Maxine Doogan, who leads the group known officially as the Erotic Service Providers Legal Education and Research Project, said that Oakland, Calif., is now on its third police chief in two weeks after an investigation has uncovered that police officers had sex with an underage sex worker in exchange for her not getting arrested. Supervisors looked the other way, reports reveal.
And now the investigation has widened to include three officers in Richmond, four Alameda County sheriff's deputies and a federal officer, Doogan said.
“This is just the tip of the iceberg,” Doogan said. “Anti-prostitution laws corrupt police. Sex workers will tell you this is going on in police departments across the country. We have long called for laws making it illegal for cops to have sexual contact with us under any conditions, but especially as a means to gather evidence of prostitution.
“When police are allowed to act in this duplicitous manner, all public safety has been compromised.”
“It is especially ironic that this happened in Alameda County,” said Norma Jean Almodovar of ISWFACE, known formally as the International Sex Worker Foundation for Art, Culture and Education. “They claim to be leaders in fighting human trafficking. Usually that translates into harassing and arresting sex workers.
“But when they did stumble across an underage sex worker seeking help escaping a pimp, the police officer didn’t write her up as a trafficking victim or help her obtain social services, and didn’t charge the pimp,” Almodovar said.
“Instead, he slept with her and passed her on to his pals on the force. Unfortunately, this is not uncommon within law enforcement agencies around the world. Recently, two — now retired — police officers were charged with running prostitution rings. They did so because they believed other cops would protect them.”
Police abuses are an inevitable consequence of the criminalization of sex work. And one of the compelling reasons to decriminalize sex work is to remove this corrupting influence on law enforcement, Doogan said.
The ESPLER Project has long called for the decriminalization of sex work in the U.S.

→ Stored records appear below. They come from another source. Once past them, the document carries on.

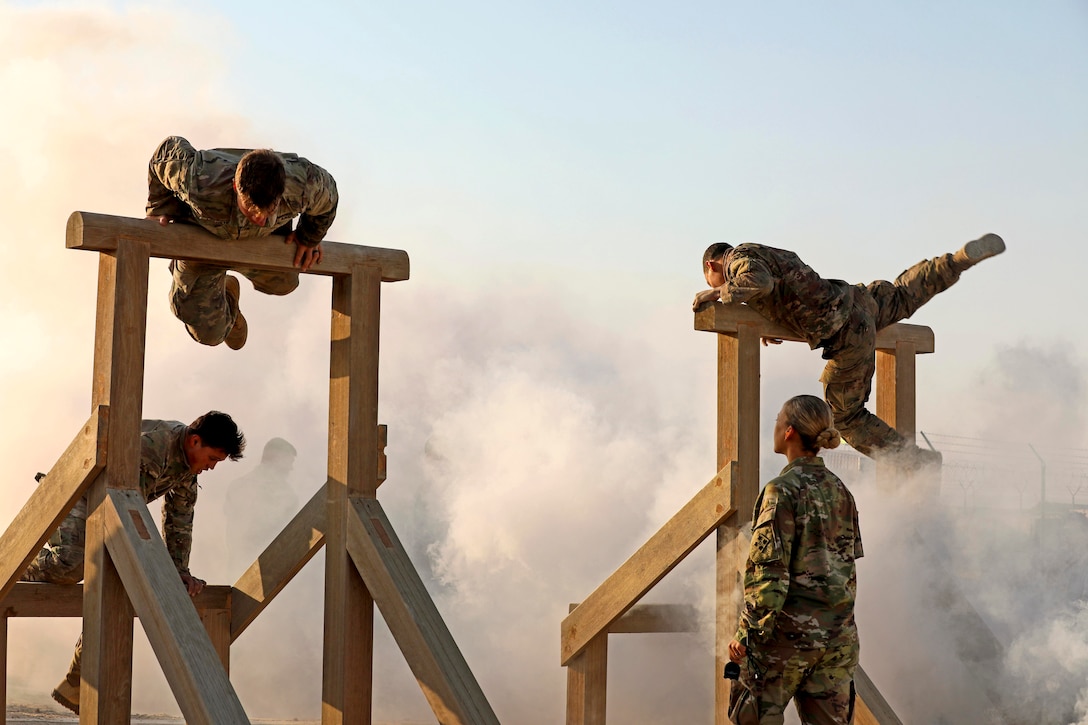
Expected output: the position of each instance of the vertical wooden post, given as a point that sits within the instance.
(895, 388)
(588, 684)
(3, 668)
(218, 625)
(738, 440)
(347, 685)
(120, 333)
(895, 401)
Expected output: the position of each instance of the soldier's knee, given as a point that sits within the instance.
(277, 287)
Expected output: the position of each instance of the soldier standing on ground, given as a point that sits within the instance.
(796, 637)
(172, 454)
(842, 319)
(236, 194)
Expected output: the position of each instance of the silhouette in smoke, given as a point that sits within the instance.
(259, 504)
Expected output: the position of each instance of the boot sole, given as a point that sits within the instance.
(984, 247)
(74, 707)
(236, 338)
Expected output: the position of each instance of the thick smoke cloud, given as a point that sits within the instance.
(531, 450)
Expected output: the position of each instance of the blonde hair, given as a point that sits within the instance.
(813, 420)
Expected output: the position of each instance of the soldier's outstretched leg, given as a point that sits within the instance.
(898, 300)
(848, 382)
(61, 560)
(206, 299)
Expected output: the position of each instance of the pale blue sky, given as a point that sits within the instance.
(555, 171)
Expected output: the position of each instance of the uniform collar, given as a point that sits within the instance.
(804, 461)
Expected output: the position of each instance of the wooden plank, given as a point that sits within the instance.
(285, 556)
(588, 684)
(347, 684)
(655, 558)
(725, 319)
(739, 425)
(897, 389)
(870, 708)
(34, 599)
(51, 501)
(118, 381)
(180, 641)
(432, 654)
(102, 232)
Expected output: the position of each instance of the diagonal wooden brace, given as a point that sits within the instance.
(68, 480)
(655, 558)
(296, 544)
(412, 618)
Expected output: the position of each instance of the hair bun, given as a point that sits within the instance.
(829, 439)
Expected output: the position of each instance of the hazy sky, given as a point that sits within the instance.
(555, 171)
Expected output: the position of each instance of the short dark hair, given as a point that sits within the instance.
(716, 250)
(261, 176)
(218, 430)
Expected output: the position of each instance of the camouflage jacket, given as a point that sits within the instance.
(784, 290)
(164, 471)
(800, 579)
(196, 186)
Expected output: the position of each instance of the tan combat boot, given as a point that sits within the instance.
(68, 693)
(236, 338)
(984, 247)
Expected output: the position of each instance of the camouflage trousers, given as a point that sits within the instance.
(851, 352)
(61, 561)
(198, 296)
(819, 682)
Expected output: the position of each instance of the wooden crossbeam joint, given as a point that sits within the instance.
(724, 319)
(101, 233)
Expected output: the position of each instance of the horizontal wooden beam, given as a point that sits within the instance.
(100, 233)
(32, 599)
(655, 558)
(49, 503)
(293, 548)
(716, 317)
(654, 618)
(181, 643)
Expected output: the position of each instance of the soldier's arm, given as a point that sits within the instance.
(767, 574)
(169, 174)
(746, 278)
(177, 508)
(321, 200)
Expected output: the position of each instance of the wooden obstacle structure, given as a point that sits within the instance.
(128, 572)
(724, 506)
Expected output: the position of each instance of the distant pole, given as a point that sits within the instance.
(1042, 483)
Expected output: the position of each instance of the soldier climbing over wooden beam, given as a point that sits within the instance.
(172, 454)
(842, 319)
(236, 194)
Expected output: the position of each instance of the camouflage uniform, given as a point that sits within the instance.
(195, 186)
(841, 318)
(800, 586)
(163, 471)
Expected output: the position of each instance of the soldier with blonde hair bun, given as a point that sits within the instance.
(796, 639)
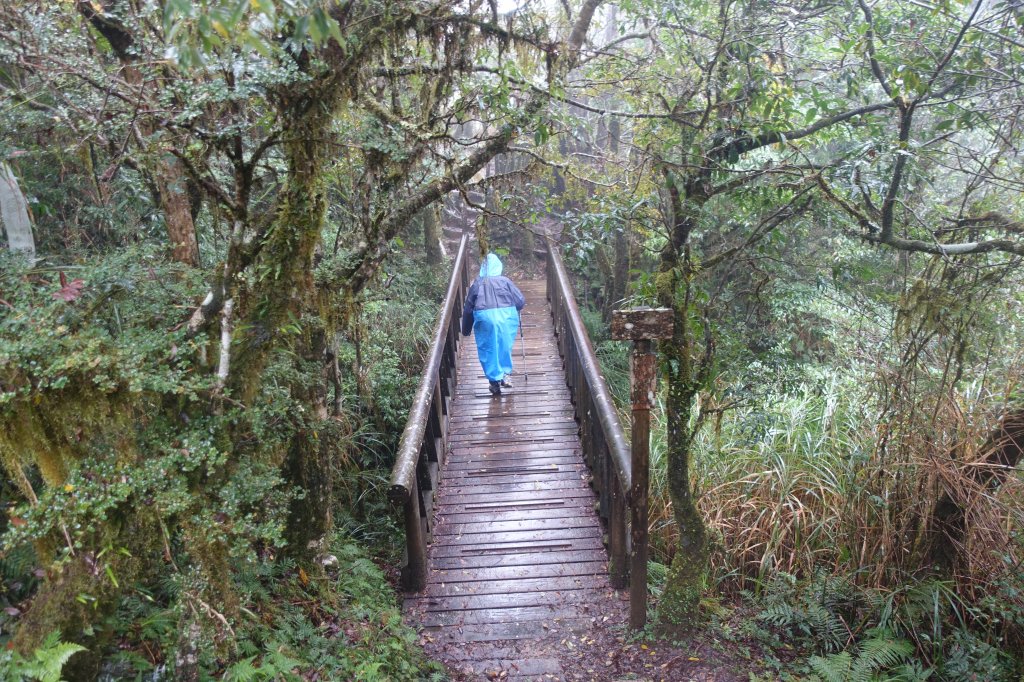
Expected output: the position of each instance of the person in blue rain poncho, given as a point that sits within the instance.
(492, 312)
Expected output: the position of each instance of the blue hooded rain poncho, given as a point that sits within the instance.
(492, 312)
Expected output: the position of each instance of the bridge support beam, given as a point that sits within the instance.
(641, 326)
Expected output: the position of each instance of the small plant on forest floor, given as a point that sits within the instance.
(45, 664)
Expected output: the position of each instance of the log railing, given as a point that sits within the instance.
(601, 435)
(420, 460)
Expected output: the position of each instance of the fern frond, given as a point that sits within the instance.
(834, 668)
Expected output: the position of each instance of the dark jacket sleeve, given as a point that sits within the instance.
(467, 310)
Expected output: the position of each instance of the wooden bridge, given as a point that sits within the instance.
(514, 506)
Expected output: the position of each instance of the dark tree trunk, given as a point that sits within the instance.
(947, 529)
(685, 369)
(432, 235)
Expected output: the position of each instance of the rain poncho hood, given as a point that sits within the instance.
(492, 266)
(492, 312)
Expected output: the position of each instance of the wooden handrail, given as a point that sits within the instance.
(601, 433)
(421, 451)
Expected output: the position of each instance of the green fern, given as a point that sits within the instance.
(878, 654)
(46, 664)
(834, 668)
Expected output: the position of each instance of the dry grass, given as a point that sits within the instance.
(819, 479)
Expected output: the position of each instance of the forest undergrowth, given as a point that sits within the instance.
(89, 348)
(817, 481)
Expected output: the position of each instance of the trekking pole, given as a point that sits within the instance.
(523, 344)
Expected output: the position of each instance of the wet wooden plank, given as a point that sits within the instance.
(513, 599)
(545, 613)
(517, 550)
(557, 583)
(446, 527)
(508, 631)
(590, 562)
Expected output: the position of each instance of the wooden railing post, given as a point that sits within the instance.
(414, 576)
(640, 326)
(601, 435)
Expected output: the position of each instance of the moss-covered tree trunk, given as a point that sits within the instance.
(432, 235)
(685, 369)
(284, 294)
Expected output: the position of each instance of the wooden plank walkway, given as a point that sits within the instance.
(517, 551)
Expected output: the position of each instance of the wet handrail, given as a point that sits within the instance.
(421, 451)
(601, 434)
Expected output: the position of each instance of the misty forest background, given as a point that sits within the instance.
(228, 225)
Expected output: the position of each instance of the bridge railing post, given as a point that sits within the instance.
(601, 434)
(640, 326)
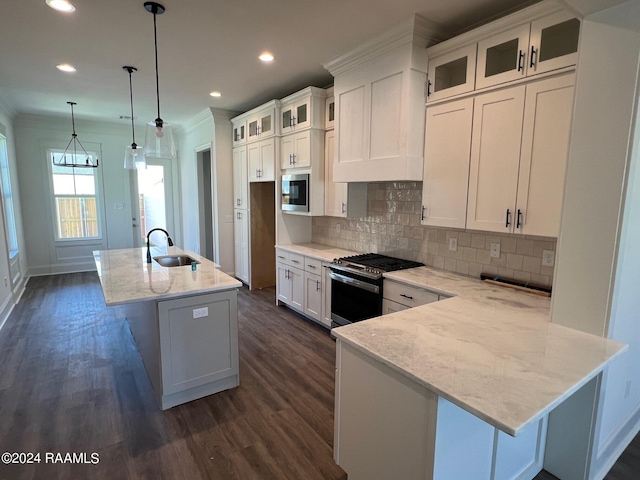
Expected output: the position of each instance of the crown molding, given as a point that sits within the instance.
(415, 31)
(496, 27)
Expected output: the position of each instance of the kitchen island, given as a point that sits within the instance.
(459, 388)
(184, 321)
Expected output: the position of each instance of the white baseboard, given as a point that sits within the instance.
(615, 446)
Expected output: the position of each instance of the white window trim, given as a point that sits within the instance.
(99, 202)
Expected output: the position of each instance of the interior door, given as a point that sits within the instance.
(152, 200)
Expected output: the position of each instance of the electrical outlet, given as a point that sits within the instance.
(548, 258)
(627, 388)
(201, 312)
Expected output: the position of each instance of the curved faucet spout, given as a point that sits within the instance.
(169, 241)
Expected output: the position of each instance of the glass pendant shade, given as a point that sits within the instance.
(158, 142)
(134, 157)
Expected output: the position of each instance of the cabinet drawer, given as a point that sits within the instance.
(290, 258)
(312, 265)
(409, 296)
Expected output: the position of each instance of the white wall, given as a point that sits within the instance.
(209, 130)
(33, 135)
(10, 293)
(596, 281)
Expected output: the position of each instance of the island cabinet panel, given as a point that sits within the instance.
(388, 426)
(198, 336)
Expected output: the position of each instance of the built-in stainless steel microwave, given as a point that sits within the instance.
(295, 193)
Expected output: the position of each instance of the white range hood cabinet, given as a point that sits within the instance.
(380, 100)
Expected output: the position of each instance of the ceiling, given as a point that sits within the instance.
(204, 45)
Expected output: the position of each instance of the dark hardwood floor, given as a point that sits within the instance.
(72, 381)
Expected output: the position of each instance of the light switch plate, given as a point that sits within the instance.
(200, 312)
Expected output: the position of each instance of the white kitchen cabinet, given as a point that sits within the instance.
(446, 164)
(261, 124)
(452, 74)
(553, 43)
(546, 44)
(239, 131)
(304, 285)
(380, 108)
(313, 295)
(261, 158)
(295, 151)
(189, 345)
(406, 295)
(240, 178)
(241, 244)
(326, 296)
(495, 157)
(303, 109)
(330, 112)
(503, 57)
(341, 199)
(543, 159)
(389, 306)
(525, 159)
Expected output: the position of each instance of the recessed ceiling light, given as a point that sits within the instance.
(266, 57)
(61, 5)
(65, 67)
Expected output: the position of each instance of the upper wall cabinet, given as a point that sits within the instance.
(535, 40)
(544, 45)
(379, 91)
(452, 74)
(239, 126)
(303, 109)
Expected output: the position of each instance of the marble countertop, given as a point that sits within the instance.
(126, 277)
(490, 350)
(318, 251)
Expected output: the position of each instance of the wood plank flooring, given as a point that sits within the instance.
(72, 381)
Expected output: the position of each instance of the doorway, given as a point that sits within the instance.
(151, 194)
(206, 210)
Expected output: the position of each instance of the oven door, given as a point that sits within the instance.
(354, 298)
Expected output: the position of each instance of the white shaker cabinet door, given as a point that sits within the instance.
(545, 144)
(446, 164)
(495, 159)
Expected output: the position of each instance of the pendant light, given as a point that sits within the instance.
(158, 135)
(133, 154)
(72, 148)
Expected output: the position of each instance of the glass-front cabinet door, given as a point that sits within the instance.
(554, 43)
(260, 125)
(503, 57)
(452, 74)
(239, 133)
(296, 115)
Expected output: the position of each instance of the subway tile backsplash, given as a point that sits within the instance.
(393, 227)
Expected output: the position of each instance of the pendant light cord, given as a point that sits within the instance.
(133, 130)
(155, 44)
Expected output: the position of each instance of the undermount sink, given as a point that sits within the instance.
(174, 260)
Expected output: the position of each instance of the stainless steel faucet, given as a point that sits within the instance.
(169, 241)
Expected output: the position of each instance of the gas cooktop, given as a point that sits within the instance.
(372, 265)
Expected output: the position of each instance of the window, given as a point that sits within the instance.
(7, 195)
(74, 200)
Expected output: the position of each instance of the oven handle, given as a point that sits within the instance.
(353, 282)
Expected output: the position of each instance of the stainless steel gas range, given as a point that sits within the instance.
(356, 285)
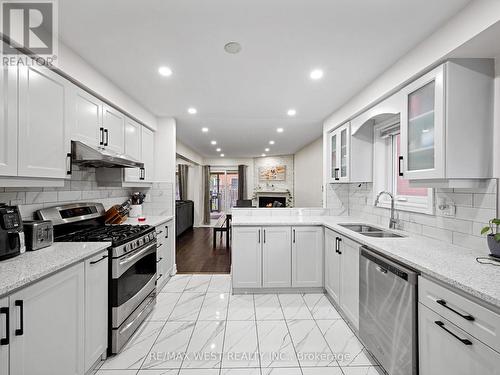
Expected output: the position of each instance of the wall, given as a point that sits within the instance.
(308, 180)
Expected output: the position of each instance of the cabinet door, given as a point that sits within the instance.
(8, 121)
(43, 139)
(133, 136)
(114, 129)
(332, 265)
(148, 146)
(442, 351)
(4, 336)
(422, 127)
(50, 318)
(276, 257)
(96, 308)
(247, 257)
(349, 283)
(87, 121)
(307, 257)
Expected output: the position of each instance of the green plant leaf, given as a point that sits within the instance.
(484, 230)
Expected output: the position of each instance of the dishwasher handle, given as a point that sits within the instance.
(386, 265)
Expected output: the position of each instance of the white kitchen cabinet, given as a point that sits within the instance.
(8, 121)
(349, 155)
(47, 325)
(113, 123)
(247, 257)
(96, 308)
(276, 257)
(4, 336)
(332, 265)
(445, 114)
(307, 256)
(446, 349)
(43, 143)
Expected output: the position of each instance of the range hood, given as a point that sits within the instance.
(88, 156)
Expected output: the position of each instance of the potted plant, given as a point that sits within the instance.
(493, 236)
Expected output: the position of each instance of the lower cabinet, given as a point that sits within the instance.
(47, 326)
(96, 308)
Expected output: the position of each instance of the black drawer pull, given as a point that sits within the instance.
(97, 261)
(20, 304)
(468, 317)
(5, 340)
(464, 341)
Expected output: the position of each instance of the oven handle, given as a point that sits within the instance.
(123, 264)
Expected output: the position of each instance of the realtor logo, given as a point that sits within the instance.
(30, 26)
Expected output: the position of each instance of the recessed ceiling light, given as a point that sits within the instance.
(316, 74)
(165, 71)
(232, 47)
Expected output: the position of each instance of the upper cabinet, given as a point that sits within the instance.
(447, 122)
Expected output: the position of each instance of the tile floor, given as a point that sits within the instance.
(199, 328)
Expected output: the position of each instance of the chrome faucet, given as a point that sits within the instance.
(392, 221)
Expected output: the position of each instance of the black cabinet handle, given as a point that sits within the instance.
(5, 340)
(468, 317)
(464, 341)
(69, 169)
(97, 261)
(20, 304)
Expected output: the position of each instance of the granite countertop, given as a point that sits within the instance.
(453, 265)
(18, 272)
(150, 220)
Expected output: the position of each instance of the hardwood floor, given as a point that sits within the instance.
(194, 253)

In March 2015, it filed a groundbreaking court case ESPLERP v. Gascon arguing that California’s anti-prostitution statute, Penal Code 647(b), is unconstitutional. The case is largely based on Lawrence v. Texas, the 2003 Supreme Court landmark decision that held that intimate consensual sexual conduct between adults was constitutionally protected.
ESPLER Project in May filed a notice of appeal to the 9th U.S. Court of Appeals after the case was tossed. Doogan, however, is optimistic her group will come out on top.
“We are confident the merits of our case will finally be recognized and we will be granted our basic human rights,” she said.